Come now and wander under alien skies. Share the adventures, hopes, sadness, and pleasures of the people who live there.
Jim Brosnan, Nameless Roads
This volume of poetry, Nameless Roads, might stir up a desire in the reader to wander through New England as the poems engage readers in a variety of landscapes from Maine’s Casco Bay and Spring Point Lighthouse to the White and Green Mountains to Emerson’s Old Manse in Concord, Massachusetts. The evocative imagery will linger in the reader’s memory.
Dr. Jim Brosnan holds the rank of full professor at Johnson & Wales in Providence, Rhode Island. He placed second in the New England Association of Teachers of English’s 2010 Poet of the Year competition. Jim’s publishing credits include four chapbooks of poetry and over 400 poems, some of which have appeared most recently in the Aurorean, Mad Poets Review, The Leaflet, The Bridge, The Teacher As Writer, Encore, and Voices of the Poppies (UK). Since 2012, Jim has won numerous awards in the annual National Federation of Poetry Society’s competition, including a second place by the Utah Poetry Society, a third place in Texas, and honorable mentions in Maine and New York. He has been an avid nature photographer, capturing images such as moose in Yellowstone and elk in the Rocky Mountains. Jim lives in southeastern Massachusetts with his wife Donna, but frequently spends time at their home on the coast of Maine, which serves as a writing retreat and a place to indulge in fantail shrimp.
Sam Callahan, God Complex
In God Complex, Maeve and Declan Keegan are what most people would call ordinary New Jersey teenagers, until one evening, their mother is unexpectedly killed and latent powers ignite within them. They discover they are demigods, being hunted, and expected to save nine realms from extinction.
Sam Callahan spent seven years in a few universities and a community college studying acting and stage management, before saying “that was fun” and ditching it to write sketch comedy for giggles and random scenes for a sitcom she’s been dreaming up for most of the last decade. She spends her afternoons daydreaming, staring at the majestic ceiling of the New York Public Library, and her evenings enjoying stories in all sorts of forms, curled up in a wicker chair with two cats draped over her lap and shoulder.
“Young professional? More of an ancient amateur.” — Doctor Who, “The Lodger”
Sam lives in Brooklyn. This is her first novel.
Sarina Prabasi, The Coffee House Resistance:
An Immigrant Tale
The Coffee House Resistance is Sarina Prabasi’s account of the twelve months after Donald Trump won the U.S. election.

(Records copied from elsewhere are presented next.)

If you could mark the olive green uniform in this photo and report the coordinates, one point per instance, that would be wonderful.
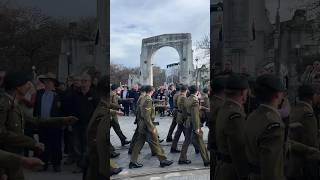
(114, 123)
(232, 161)
(146, 128)
(298, 166)
(174, 114)
(12, 123)
(191, 124)
(134, 139)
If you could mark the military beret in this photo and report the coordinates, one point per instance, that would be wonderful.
(236, 81)
(114, 87)
(270, 82)
(15, 79)
(219, 82)
(306, 90)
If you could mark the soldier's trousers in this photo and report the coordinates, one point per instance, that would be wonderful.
(134, 141)
(177, 135)
(153, 141)
(198, 140)
(172, 127)
(116, 127)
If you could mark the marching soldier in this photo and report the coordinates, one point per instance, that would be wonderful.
(138, 118)
(114, 104)
(232, 161)
(174, 119)
(100, 118)
(148, 132)
(205, 106)
(303, 113)
(265, 137)
(192, 128)
(217, 102)
(182, 116)
(13, 120)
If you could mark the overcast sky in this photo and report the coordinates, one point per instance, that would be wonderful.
(131, 21)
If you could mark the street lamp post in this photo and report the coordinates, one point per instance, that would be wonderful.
(68, 61)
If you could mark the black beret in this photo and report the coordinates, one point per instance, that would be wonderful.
(193, 89)
(15, 79)
(237, 82)
(114, 87)
(270, 82)
(219, 82)
(306, 90)
(142, 89)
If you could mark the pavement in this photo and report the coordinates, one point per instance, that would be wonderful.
(151, 169)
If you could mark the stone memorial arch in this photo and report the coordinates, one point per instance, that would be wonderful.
(181, 42)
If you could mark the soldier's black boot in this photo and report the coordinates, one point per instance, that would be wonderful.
(135, 165)
(115, 171)
(174, 150)
(114, 154)
(165, 163)
(206, 163)
(125, 142)
(184, 162)
(169, 139)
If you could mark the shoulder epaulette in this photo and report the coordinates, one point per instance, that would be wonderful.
(234, 116)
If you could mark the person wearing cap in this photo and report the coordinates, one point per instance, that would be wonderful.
(13, 120)
(231, 157)
(148, 132)
(174, 114)
(98, 157)
(265, 137)
(48, 104)
(182, 116)
(192, 128)
(138, 119)
(303, 114)
(114, 104)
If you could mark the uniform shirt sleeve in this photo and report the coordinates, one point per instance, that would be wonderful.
(271, 143)
(195, 116)
(147, 115)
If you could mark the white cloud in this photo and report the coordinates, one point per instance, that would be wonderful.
(131, 21)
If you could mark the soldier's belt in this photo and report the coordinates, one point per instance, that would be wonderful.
(254, 169)
(224, 157)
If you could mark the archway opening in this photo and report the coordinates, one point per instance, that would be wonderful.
(165, 66)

She is a mother, an immigrant, an entrepreneur and small business owner, and an international nonprofit leader. She wears each of her hats with fierce pride and love. These identities inform her deeply felt personal perspective on the events of the last year. Confused and in despair, she attempts to now make sense of a country that she thought she knew so well. And while, at the end of the year, many questions remain, ultimately, this is a story of political awakening, of coming together and forming unlikely community, her growing conviction that all change must start with our own actions, and the enduring truth in the Chinese saying, that a thousand-mile journey starts with a single step.

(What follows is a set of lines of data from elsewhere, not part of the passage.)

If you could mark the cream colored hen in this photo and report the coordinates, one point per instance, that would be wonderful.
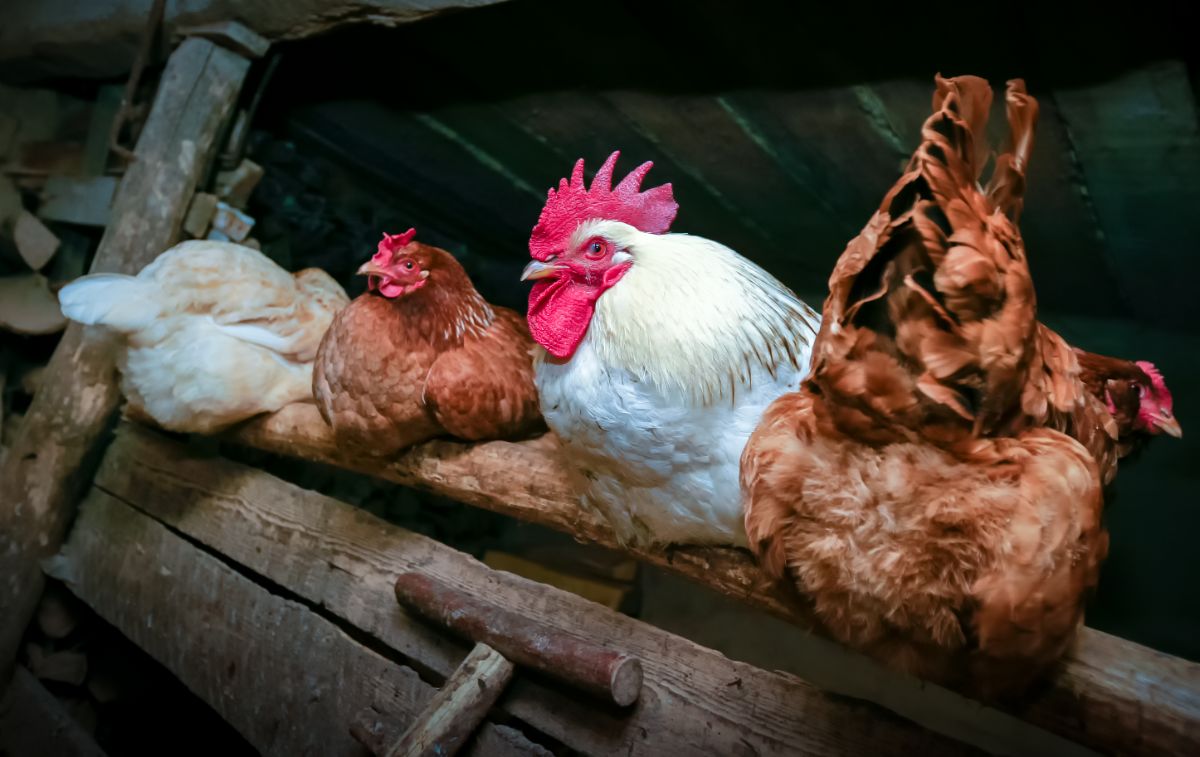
(210, 332)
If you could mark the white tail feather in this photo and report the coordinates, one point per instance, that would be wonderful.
(113, 300)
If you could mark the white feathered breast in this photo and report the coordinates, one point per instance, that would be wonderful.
(682, 358)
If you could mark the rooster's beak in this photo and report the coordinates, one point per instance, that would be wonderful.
(370, 269)
(1169, 425)
(537, 269)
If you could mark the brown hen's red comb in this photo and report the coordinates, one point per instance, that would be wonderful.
(390, 244)
(651, 211)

Sarina was born in The Hague, in the Netherlands, raised in Thailand, India, China, and Nepal, and spent formative years of her life in Ethiopia. Most of her professional life has been focused on international nonprofit work in health, education, and most recently as the CEO of an international nonprofit, focused on water and sanitation. When she and her husband moved to New York City, they started a coffee shop that has grown into a thriving business and a natural hub for community conversations. Sarina is proud mama to two young daughters, who teach her something new every day.
Shannon Rose, Freedom Wings
Freedom Wings, a new adult memoir, takes the reader back to the Spring of 1998 in a small New Jersey town. A teenaged Shannon Rose, saddled with a lot of responsibility at home, comes up with a plan to see the country alone, going into the unknown and setting out for a different life. With big dreams and an even bigger imagination, inspired by her parents, teachers, and a chance meeting with some locals in Vermont, she takes her dream and decides to make it a reality and travel across the country from New Jersey to California and back.

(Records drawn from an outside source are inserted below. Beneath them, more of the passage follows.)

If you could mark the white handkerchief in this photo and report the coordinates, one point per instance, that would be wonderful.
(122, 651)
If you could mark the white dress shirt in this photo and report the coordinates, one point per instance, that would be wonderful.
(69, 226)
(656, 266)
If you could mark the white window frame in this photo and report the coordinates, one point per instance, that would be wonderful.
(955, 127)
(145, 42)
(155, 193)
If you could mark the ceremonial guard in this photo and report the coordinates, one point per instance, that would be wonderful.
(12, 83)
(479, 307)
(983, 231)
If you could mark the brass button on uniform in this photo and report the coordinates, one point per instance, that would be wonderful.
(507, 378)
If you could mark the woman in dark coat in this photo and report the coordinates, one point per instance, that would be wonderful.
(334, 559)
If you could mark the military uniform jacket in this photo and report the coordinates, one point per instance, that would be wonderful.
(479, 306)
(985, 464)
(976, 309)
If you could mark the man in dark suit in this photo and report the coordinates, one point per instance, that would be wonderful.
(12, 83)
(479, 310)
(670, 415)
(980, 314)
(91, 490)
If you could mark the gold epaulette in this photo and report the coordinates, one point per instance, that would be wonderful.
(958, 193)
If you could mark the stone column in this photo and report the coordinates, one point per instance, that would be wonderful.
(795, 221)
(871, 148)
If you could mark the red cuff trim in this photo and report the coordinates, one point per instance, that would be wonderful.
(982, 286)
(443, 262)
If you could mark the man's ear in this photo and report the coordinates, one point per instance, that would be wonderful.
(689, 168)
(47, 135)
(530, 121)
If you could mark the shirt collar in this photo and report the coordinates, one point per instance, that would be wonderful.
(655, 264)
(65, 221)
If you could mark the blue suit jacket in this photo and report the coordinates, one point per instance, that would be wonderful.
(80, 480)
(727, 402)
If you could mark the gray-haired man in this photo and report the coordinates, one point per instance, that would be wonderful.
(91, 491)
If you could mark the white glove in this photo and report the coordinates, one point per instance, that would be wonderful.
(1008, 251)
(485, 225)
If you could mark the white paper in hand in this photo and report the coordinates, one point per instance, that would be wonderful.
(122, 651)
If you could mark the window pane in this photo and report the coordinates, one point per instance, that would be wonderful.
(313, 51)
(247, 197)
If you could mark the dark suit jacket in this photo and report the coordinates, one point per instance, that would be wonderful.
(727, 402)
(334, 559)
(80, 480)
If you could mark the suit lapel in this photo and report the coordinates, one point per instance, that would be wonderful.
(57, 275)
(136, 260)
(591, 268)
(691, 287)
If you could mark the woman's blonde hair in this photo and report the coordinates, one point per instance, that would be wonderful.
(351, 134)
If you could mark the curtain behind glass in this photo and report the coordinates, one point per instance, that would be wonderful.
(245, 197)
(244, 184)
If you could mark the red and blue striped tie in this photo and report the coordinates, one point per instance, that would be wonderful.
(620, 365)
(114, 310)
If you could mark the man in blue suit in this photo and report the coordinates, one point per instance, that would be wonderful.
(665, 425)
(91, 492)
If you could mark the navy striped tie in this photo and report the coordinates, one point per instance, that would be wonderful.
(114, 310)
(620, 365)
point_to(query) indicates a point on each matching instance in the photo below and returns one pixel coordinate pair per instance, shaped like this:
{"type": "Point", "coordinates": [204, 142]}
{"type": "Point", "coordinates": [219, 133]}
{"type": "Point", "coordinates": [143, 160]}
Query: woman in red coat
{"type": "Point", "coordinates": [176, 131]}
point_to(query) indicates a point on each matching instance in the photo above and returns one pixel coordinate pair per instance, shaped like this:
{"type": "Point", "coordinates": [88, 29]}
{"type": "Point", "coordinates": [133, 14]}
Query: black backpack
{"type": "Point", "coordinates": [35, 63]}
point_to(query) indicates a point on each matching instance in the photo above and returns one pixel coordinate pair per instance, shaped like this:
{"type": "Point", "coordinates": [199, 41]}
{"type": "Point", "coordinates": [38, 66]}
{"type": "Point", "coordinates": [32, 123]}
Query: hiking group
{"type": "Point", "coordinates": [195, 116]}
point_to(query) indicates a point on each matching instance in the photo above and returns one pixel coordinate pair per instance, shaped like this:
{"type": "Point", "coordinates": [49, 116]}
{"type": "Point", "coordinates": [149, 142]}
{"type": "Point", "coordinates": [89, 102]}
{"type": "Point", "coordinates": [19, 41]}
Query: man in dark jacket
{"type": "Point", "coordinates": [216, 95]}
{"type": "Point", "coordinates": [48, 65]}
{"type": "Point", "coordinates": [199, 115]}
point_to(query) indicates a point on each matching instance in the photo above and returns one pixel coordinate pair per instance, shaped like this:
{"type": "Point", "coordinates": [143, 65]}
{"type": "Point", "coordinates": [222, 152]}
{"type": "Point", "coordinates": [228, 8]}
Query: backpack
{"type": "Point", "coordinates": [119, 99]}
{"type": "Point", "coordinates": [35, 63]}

Shannon is a Mortgage Consultant currently living in Philadelphia, Pennsylvania. She is originally from Toms River, New Jersey, and is a 2003 graduate of Colorado Mountain College. Prior to landing in Philadelphia, she spent many years in Steamboat Springs, Colorado, snowboarding in the winter and mountain biking in the summer; several summers in Alaska working on the passenger train that runs from Anchorage to Fairbanks; and many wanderings around southeast Asia. She has been to all 50 states, most of Canada by way of Highway 1, and Eastern Europe. She currently holds the title for “cool aunt” in her family and has a very serious dark chocolate addiction. Her favorite musician of all time is Bruce Hornsby.
Elise Von Holten, Darkness Visible
Many people think they would like for God to touch them in a visible way, not content with the life that they have been given and the everyday grace that is theirs. Elise Von Holten was a young, agnostic, happy, joyful woman when she was struck down with Rheumatoid Arthritis, a life-changing illness. God was the last thing on her mind. She started seeing suicide as a reasonable option. Instead, she discovered that through the pain and disability, a breathtaking adventure and love awaited her, forcing her to give up her judgments, the one tool that had saved her from facing her brutal childhood, and come home to love.
Darkness Visible is her tale. Elise never expected the travels to foreign lands, the loves and illusions that were shown, and the life lessons that she learned, revealing a surprisingly complex fabric stitched together from a crucible of human suffering and pain. She hopes you find the hardships, pain, betrayals, and adventures of her life journey as fun and ultimately filled with the joy that passes all understanding as she now understands they hold.